KENTVILLE – Playing and creating with cardboard boxes is an activity that has long captivated kids, and today was no different at the Cardboard Box Extravaganza event in Kentville.
The event was held as part of the town’s Kentville Plays initiative, orgazined by the Parks and Recreation department.
It featured cardboard boxes donated by community businesses, and several kids on March Break eager to let of steam and get to work imagining different shapes, machines and other designs for the boxes.
“The kids were fairly shy at first, but seeing them open up and jump into the boxes just goes to show that if you let them, they are so creative when they let their minds go,” said Community Coordinator Julia Stephenson.
Free play and teamwork
Amelia Albert, 5, Romey Gallagher, 7 and Zephyr Gallagher, 4, played at the event together, and built an entire house out of various pieces of cardboard, complete with a kitchen and shelves.
Zephyr designed a little cardboard man, to fit inside a smaller house.
Their parents looked on as the kids lifted one cardboard house over their heads, transporting it to a different part of the cardboard fun area, next to another house they’d been working on.
“We took this house and are going to do something with this too, because no one is using it,” said Romey.
Parent Erica Desousa said her kids were very excited about the event, since the big open space inside Kentville’s Recreation Centre meant more opportunities to build big cardboard structures.
“The huge space creates more ideas and opportunities. My kids were even planning what they would build on the way over here,” laughed Desousa.
Childhood memories of playing with boxes
As an event under the Kentville Plays umbrella, the event focused on free play, meaning unrestrictive fun kids can interpret any way they want.
Rachel Bedingfield, the division’s director, came up with the cardboard box theme, after remembering her own fun times as a child playing with big brown boxes, according to Stephenson.

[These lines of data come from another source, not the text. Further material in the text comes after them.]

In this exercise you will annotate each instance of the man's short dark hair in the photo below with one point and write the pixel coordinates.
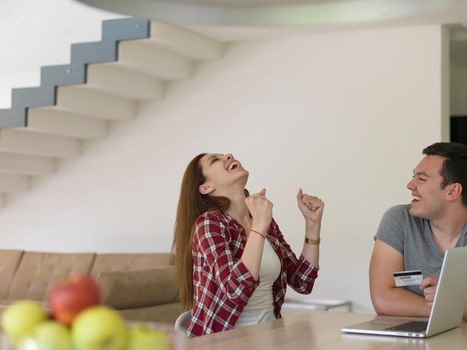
(454, 167)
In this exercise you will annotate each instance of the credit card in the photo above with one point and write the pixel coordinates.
(408, 278)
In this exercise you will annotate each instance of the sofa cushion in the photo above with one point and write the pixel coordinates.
(132, 289)
(166, 313)
(38, 272)
(9, 261)
(129, 261)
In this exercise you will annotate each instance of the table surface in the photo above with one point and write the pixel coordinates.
(321, 330)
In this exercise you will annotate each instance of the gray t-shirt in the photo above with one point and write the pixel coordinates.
(413, 238)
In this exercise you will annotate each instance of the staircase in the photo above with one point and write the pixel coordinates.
(103, 83)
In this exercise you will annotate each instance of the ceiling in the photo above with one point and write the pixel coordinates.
(228, 20)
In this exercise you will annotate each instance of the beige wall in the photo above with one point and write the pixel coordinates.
(343, 115)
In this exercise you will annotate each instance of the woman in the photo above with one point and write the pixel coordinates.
(232, 262)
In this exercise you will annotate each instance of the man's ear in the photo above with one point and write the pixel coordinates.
(455, 191)
(206, 188)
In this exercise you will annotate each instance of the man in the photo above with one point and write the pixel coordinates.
(416, 236)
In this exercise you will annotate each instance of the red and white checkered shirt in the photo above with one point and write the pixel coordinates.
(222, 284)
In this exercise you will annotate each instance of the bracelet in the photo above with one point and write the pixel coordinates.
(259, 233)
(312, 241)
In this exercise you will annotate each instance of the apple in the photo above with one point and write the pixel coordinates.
(20, 318)
(69, 298)
(99, 328)
(48, 335)
(52, 335)
(142, 337)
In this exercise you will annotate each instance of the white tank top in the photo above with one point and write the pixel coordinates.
(260, 306)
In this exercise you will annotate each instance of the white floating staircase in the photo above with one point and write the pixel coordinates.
(102, 83)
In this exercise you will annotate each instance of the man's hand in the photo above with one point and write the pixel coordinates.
(428, 286)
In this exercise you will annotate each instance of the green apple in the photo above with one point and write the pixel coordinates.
(20, 318)
(52, 335)
(99, 328)
(144, 337)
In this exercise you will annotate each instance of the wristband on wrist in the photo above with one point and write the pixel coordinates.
(259, 233)
(312, 241)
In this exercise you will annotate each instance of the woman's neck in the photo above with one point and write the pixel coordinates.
(239, 211)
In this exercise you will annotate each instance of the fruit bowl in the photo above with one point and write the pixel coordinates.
(171, 340)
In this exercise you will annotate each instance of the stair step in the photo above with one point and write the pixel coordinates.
(39, 144)
(66, 124)
(26, 165)
(14, 183)
(83, 101)
(123, 83)
(184, 42)
(153, 61)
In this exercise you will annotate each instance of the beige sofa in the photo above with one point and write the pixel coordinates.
(140, 285)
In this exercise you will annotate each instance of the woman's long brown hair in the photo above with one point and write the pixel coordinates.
(191, 204)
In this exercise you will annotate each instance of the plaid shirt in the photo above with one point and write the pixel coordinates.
(222, 284)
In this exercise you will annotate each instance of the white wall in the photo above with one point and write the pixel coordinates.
(458, 89)
(342, 115)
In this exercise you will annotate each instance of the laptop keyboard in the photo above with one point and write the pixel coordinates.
(412, 326)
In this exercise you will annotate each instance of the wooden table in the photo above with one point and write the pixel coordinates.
(321, 330)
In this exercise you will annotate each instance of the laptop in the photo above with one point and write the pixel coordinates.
(446, 312)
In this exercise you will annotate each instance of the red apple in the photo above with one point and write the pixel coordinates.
(69, 298)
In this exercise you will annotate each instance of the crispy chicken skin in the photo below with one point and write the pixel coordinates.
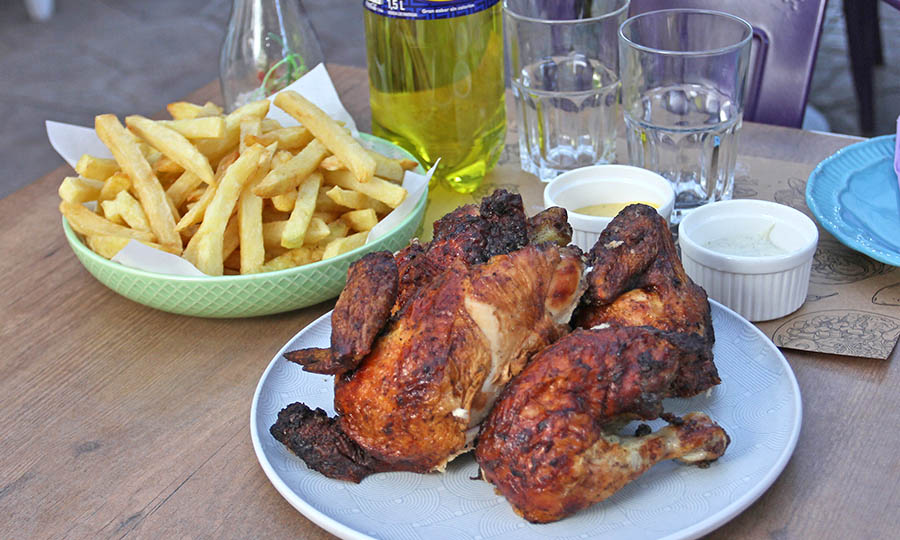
(637, 280)
(549, 444)
(470, 308)
(435, 374)
(355, 324)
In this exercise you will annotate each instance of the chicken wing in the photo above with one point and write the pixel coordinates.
(637, 279)
(550, 444)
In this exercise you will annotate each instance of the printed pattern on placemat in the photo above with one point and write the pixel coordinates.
(758, 404)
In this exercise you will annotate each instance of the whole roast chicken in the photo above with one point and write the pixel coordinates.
(423, 341)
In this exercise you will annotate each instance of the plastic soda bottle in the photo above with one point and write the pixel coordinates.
(436, 83)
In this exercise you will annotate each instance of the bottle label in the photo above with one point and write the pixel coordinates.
(427, 9)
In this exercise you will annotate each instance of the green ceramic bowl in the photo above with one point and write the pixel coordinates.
(246, 295)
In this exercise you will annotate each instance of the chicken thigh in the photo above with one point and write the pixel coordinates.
(551, 444)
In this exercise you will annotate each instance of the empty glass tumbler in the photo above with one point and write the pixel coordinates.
(684, 74)
(268, 45)
(563, 60)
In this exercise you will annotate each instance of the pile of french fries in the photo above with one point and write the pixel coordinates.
(232, 193)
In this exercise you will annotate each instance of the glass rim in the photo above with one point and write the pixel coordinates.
(699, 52)
(615, 13)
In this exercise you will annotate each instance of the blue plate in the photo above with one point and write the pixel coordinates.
(854, 195)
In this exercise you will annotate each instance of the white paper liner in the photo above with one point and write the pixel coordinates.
(71, 142)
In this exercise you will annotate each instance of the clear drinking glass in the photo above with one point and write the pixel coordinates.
(684, 74)
(564, 70)
(268, 45)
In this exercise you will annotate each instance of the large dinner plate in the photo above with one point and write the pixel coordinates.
(758, 404)
(854, 195)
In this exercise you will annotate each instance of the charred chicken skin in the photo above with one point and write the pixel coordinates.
(550, 444)
(418, 368)
(637, 280)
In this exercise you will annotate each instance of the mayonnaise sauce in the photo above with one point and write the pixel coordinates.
(609, 209)
(746, 245)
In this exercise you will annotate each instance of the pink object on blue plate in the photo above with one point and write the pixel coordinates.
(897, 152)
(854, 194)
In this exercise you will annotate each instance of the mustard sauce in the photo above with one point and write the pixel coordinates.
(609, 209)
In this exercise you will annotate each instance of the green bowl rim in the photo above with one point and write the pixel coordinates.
(79, 247)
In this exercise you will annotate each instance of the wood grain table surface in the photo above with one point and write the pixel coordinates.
(119, 420)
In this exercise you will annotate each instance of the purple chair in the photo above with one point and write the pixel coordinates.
(785, 42)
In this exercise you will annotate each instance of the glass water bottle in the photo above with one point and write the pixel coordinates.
(268, 45)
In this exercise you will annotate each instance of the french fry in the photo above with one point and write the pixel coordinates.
(216, 149)
(252, 192)
(285, 201)
(208, 254)
(287, 176)
(196, 212)
(317, 231)
(361, 220)
(385, 167)
(288, 138)
(292, 258)
(203, 127)
(273, 214)
(350, 199)
(272, 231)
(86, 223)
(173, 145)
(128, 209)
(329, 132)
(180, 188)
(97, 168)
(253, 252)
(182, 110)
(166, 165)
(76, 189)
(270, 124)
(231, 239)
(145, 183)
(381, 190)
(107, 246)
(336, 229)
(113, 185)
(295, 230)
(408, 164)
(327, 217)
(250, 127)
(343, 245)
(326, 204)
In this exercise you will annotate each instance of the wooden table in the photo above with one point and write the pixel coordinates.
(118, 419)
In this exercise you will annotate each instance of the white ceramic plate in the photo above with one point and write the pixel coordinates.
(758, 404)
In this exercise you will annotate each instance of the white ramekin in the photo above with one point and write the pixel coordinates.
(760, 288)
(599, 184)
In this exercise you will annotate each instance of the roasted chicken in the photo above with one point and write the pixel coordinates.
(637, 280)
(424, 341)
(551, 444)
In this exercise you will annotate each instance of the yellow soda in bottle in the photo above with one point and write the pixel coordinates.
(436, 83)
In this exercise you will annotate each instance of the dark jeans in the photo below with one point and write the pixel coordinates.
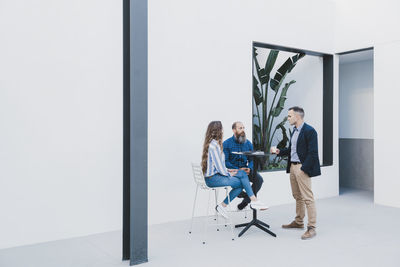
(256, 186)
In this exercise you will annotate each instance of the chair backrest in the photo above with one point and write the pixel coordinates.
(198, 176)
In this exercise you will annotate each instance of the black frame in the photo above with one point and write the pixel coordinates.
(135, 83)
(327, 106)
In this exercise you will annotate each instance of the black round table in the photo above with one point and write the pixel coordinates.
(257, 157)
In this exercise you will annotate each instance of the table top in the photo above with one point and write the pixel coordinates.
(252, 153)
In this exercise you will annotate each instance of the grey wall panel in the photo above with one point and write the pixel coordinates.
(356, 163)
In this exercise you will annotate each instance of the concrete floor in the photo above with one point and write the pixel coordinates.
(351, 231)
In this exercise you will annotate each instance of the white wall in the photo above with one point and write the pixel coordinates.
(61, 119)
(200, 70)
(387, 142)
(365, 23)
(375, 23)
(356, 97)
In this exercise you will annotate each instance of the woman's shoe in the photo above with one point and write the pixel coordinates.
(258, 205)
(222, 211)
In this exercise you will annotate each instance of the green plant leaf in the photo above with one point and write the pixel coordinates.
(286, 67)
(281, 103)
(256, 92)
(282, 123)
(260, 72)
(282, 144)
(269, 64)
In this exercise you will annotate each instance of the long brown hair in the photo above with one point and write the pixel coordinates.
(214, 131)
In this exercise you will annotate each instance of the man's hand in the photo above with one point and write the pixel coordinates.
(233, 172)
(247, 170)
(274, 150)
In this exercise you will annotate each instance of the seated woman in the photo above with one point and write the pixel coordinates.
(216, 174)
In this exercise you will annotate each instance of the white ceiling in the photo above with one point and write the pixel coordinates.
(356, 57)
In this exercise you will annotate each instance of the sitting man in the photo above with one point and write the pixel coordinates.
(239, 143)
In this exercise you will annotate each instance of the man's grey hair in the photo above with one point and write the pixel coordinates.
(298, 110)
(235, 123)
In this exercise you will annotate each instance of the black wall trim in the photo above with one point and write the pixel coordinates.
(327, 124)
(135, 150)
(355, 51)
(126, 133)
(327, 116)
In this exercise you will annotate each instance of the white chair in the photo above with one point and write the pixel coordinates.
(201, 184)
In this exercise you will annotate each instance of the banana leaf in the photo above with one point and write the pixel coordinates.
(269, 64)
(256, 92)
(282, 123)
(286, 67)
(262, 76)
(281, 103)
(282, 144)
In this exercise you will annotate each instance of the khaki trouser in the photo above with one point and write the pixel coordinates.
(302, 193)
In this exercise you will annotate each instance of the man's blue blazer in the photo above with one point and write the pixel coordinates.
(307, 150)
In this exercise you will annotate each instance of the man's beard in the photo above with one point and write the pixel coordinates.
(241, 138)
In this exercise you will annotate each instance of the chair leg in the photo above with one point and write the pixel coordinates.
(230, 219)
(194, 206)
(206, 219)
(216, 203)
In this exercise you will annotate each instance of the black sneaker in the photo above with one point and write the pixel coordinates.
(242, 194)
(242, 205)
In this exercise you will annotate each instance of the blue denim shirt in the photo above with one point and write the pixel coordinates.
(293, 148)
(233, 161)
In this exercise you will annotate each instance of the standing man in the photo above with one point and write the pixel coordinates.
(239, 143)
(303, 163)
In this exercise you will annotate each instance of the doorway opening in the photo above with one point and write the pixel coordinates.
(356, 121)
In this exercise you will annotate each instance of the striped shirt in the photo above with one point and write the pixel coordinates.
(215, 160)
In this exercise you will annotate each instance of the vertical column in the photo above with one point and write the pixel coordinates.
(135, 131)
(327, 121)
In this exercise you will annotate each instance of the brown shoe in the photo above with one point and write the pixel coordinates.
(293, 225)
(310, 233)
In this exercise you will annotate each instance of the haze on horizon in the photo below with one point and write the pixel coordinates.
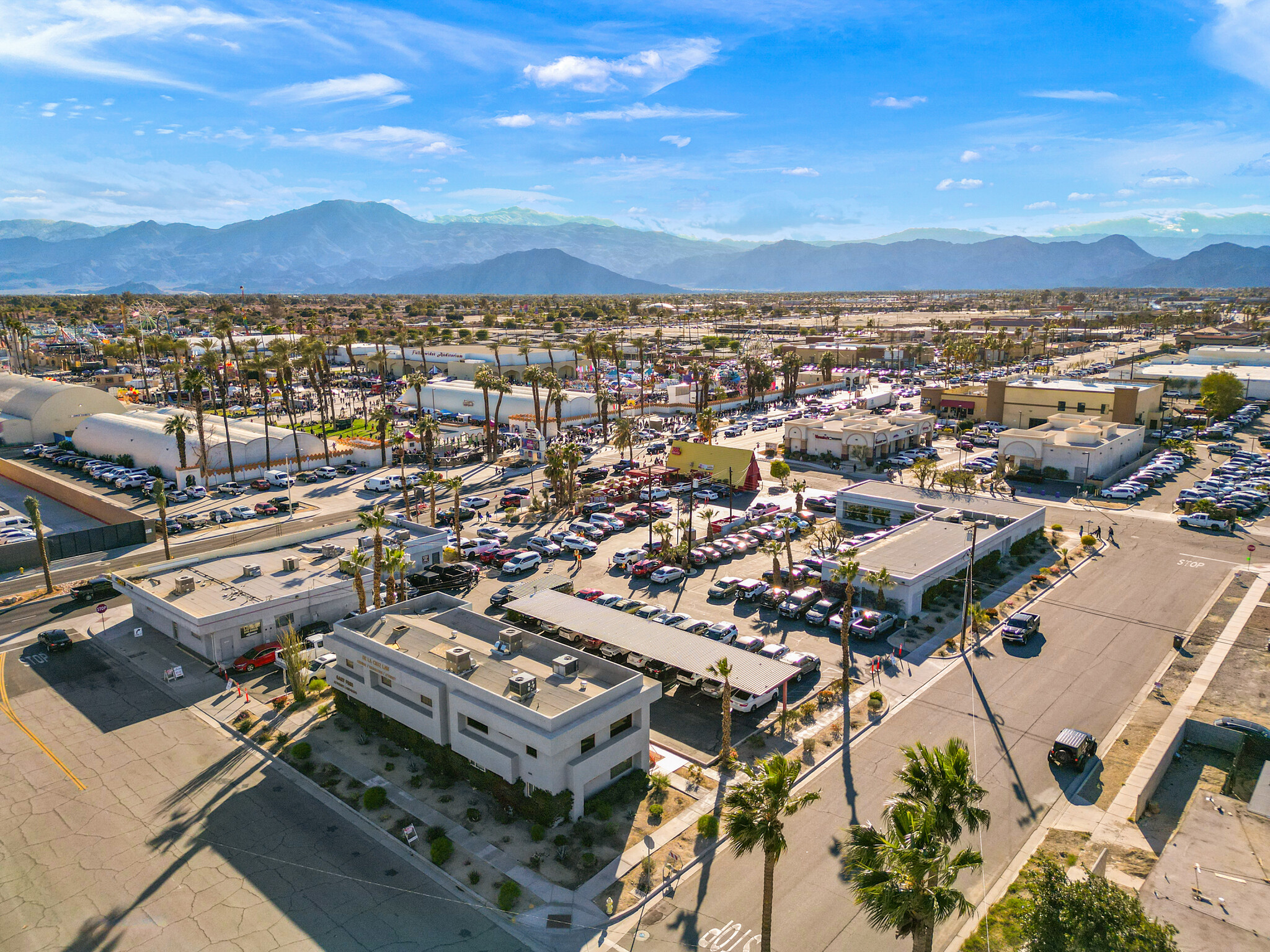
(815, 121)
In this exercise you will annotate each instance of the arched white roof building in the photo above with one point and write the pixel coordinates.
(141, 436)
(35, 409)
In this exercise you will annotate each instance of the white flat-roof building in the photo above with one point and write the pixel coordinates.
(41, 410)
(1081, 447)
(931, 539)
(520, 705)
(223, 607)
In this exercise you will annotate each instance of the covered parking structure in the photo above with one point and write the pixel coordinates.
(682, 651)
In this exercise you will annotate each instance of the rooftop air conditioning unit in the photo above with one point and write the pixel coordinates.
(522, 685)
(459, 660)
(566, 666)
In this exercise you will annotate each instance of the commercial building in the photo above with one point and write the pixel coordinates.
(35, 410)
(1030, 402)
(931, 540)
(520, 705)
(223, 607)
(1077, 447)
(706, 461)
(860, 436)
(140, 434)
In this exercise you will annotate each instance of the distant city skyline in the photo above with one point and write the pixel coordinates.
(812, 121)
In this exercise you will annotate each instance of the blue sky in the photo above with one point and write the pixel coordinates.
(719, 120)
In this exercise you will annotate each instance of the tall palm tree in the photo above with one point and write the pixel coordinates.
(178, 426)
(846, 574)
(37, 524)
(375, 521)
(905, 874)
(755, 816)
(161, 498)
(195, 382)
(722, 669)
(355, 564)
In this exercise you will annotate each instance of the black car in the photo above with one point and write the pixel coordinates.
(56, 640)
(1072, 748)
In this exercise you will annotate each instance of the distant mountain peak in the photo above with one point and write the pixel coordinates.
(522, 216)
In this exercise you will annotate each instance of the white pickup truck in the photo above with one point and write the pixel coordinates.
(1203, 521)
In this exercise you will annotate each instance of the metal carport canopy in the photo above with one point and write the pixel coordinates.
(689, 653)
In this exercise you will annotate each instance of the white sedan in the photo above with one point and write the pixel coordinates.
(667, 574)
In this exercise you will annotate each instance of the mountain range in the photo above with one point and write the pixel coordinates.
(373, 248)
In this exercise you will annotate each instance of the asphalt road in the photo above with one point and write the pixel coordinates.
(1104, 632)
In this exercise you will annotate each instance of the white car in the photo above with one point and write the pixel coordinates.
(521, 563)
(667, 574)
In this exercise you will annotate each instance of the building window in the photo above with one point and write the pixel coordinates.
(619, 726)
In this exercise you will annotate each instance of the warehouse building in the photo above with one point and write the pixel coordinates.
(223, 607)
(40, 410)
(518, 705)
(141, 436)
(930, 540)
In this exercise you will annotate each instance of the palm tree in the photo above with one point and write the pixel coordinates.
(846, 574)
(162, 501)
(195, 382)
(755, 816)
(722, 669)
(882, 580)
(375, 521)
(355, 564)
(905, 874)
(37, 524)
(178, 426)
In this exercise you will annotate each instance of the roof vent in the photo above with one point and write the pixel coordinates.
(522, 685)
(566, 666)
(459, 660)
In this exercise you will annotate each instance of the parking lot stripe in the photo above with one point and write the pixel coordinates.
(13, 716)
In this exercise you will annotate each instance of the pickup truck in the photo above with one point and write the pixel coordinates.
(1203, 521)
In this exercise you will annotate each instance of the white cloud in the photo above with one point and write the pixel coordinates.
(380, 143)
(1080, 95)
(506, 195)
(1169, 178)
(651, 70)
(345, 89)
(946, 184)
(893, 103)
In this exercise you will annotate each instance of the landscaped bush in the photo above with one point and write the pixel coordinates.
(442, 850)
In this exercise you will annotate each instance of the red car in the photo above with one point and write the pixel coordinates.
(257, 656)
(646, 568)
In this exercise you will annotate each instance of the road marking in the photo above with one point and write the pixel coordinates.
(8, 708)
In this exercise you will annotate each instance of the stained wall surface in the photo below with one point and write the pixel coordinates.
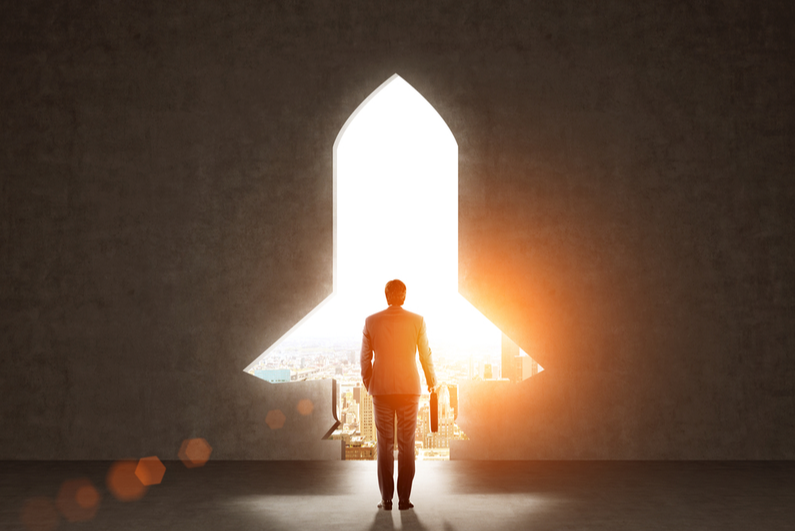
(626, 196)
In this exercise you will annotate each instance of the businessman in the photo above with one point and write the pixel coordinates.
(390, 342)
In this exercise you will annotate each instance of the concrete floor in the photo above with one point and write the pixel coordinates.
(456, 495)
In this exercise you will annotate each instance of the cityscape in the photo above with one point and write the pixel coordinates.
(315, 358)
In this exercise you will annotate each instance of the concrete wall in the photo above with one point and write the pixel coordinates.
(626, 189)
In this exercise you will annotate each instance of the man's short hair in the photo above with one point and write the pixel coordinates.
(395, 292)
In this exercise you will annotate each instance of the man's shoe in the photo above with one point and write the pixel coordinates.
(385, 505)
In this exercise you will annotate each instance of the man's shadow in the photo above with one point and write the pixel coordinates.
(408, 520)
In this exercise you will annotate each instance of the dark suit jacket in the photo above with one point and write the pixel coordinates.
(390, 341)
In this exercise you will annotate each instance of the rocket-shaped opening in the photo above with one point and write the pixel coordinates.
(395, 216)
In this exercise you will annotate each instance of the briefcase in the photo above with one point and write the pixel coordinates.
(434, 412)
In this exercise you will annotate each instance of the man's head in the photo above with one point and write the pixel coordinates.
(395, 293)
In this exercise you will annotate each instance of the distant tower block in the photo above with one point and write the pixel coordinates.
(507, 365)
(366, 416)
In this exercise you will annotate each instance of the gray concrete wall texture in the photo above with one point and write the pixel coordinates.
(626, 196)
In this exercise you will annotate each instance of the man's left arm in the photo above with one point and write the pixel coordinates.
(366, 358)
(425, 357)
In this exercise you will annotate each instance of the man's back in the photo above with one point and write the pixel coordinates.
(391, 339)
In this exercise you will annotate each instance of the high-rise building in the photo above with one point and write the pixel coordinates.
(509, 351)
(366, 416)
(453, 390)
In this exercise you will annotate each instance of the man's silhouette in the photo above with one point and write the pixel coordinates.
(390, 342)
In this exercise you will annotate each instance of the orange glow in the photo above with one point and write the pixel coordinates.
(305, 407)
(275, 419)
(39, 514)
(123, 483)
(150, 470)
(195, 452)
(77, 500)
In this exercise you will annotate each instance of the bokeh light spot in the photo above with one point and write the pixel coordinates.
(150, 470)
(195, 452)
(123, 483)
(77, 500)
(305, 407)
(39, 514)
(275, 419)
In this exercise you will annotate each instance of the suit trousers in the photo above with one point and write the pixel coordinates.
(385, 407)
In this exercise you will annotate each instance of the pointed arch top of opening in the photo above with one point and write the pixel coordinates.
(393, 82)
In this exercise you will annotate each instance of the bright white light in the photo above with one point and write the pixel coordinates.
(396, 216)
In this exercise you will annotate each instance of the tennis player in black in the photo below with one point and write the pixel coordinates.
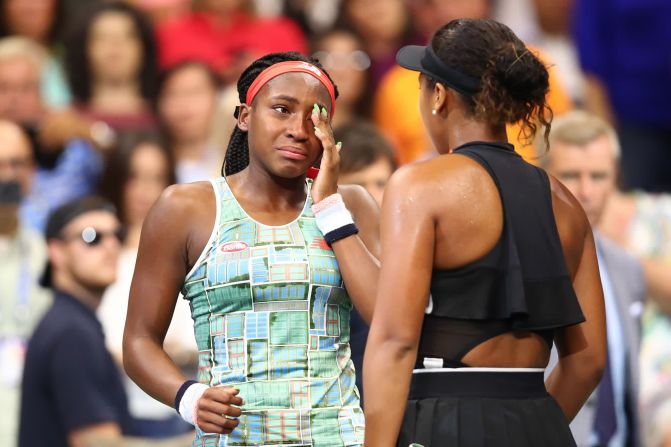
(486, 261)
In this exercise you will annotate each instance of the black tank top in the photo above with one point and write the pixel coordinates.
(521, 284)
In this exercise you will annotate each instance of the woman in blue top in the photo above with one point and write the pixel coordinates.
(271, 262)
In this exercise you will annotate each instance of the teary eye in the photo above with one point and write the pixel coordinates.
(281, 109)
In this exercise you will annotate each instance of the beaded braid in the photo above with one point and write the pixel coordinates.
(237, 153)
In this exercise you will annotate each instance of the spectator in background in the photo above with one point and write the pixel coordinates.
(71, 390)
(624, 48)
(660, 433)
(186, 107)
(384, 25)
(583, 155)
(42, 22)
(366, 159)
(397, 115)
(111, 67)
(22, 256)
(68, 165)
(342, 53)
(227, 35)
(641, 223)
(136, 173)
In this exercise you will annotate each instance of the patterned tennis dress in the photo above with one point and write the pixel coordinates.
(271, 318)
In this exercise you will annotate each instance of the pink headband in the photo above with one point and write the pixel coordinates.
(288, 67)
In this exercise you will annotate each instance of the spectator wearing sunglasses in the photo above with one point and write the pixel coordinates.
(71, 392)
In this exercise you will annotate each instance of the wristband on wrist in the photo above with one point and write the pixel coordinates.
(334, 219)
(187, 398)
(340, 233)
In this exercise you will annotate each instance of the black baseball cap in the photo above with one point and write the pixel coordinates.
(424, 59)
(63, 215)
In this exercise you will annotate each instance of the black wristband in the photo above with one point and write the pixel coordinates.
(340, 233)
(180, 392)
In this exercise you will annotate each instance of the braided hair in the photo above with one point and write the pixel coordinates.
(237, 153)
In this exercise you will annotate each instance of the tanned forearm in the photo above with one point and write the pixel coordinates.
(571, 383)
(387, 369)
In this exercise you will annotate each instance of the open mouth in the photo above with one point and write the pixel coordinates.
(293, 153)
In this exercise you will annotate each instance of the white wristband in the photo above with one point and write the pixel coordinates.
(187, 406)
(335, 216)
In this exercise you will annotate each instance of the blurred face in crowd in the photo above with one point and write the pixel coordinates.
(343, 57)
(374, 178)
(30, 18)
(377, 20)
(589, 172)
(148, 176)
(92, 266)
(223, 7)
(114, 48)
(16, 156)
(429, 15)
(188, 103)
(20, 98)
(160, 10)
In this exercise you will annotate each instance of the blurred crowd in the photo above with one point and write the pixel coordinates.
(123, 98)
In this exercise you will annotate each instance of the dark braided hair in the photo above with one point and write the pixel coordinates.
(237, 153)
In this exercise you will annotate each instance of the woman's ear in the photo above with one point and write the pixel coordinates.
(243, 117)
(440, 97)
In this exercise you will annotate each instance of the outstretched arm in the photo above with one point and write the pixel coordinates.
(403, 288)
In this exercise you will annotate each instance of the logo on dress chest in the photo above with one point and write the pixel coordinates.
(233, 247)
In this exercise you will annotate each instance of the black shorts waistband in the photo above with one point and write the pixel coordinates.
(494, 384)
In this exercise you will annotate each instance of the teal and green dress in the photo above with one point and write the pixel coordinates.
(271, 318)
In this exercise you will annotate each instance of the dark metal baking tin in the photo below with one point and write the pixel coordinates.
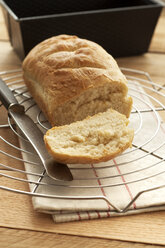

“I think we all have those memories as a kid of someone buying a large appliance in a massive box and hoping you’d get to play with it afterwards,” she said.
The event was the second for Kentville Plays, which has set a monthly challenge to continue free-play inspired events as the year continues.
“The kids have been loving these events, and they’ve really served to bring the community together. They’re simple, low-cost and emphasize that it doesn’t have to be complicated,” said Stephenson.
“Free-play is simple – you’re fostering ideas and letting the kids play how they want.”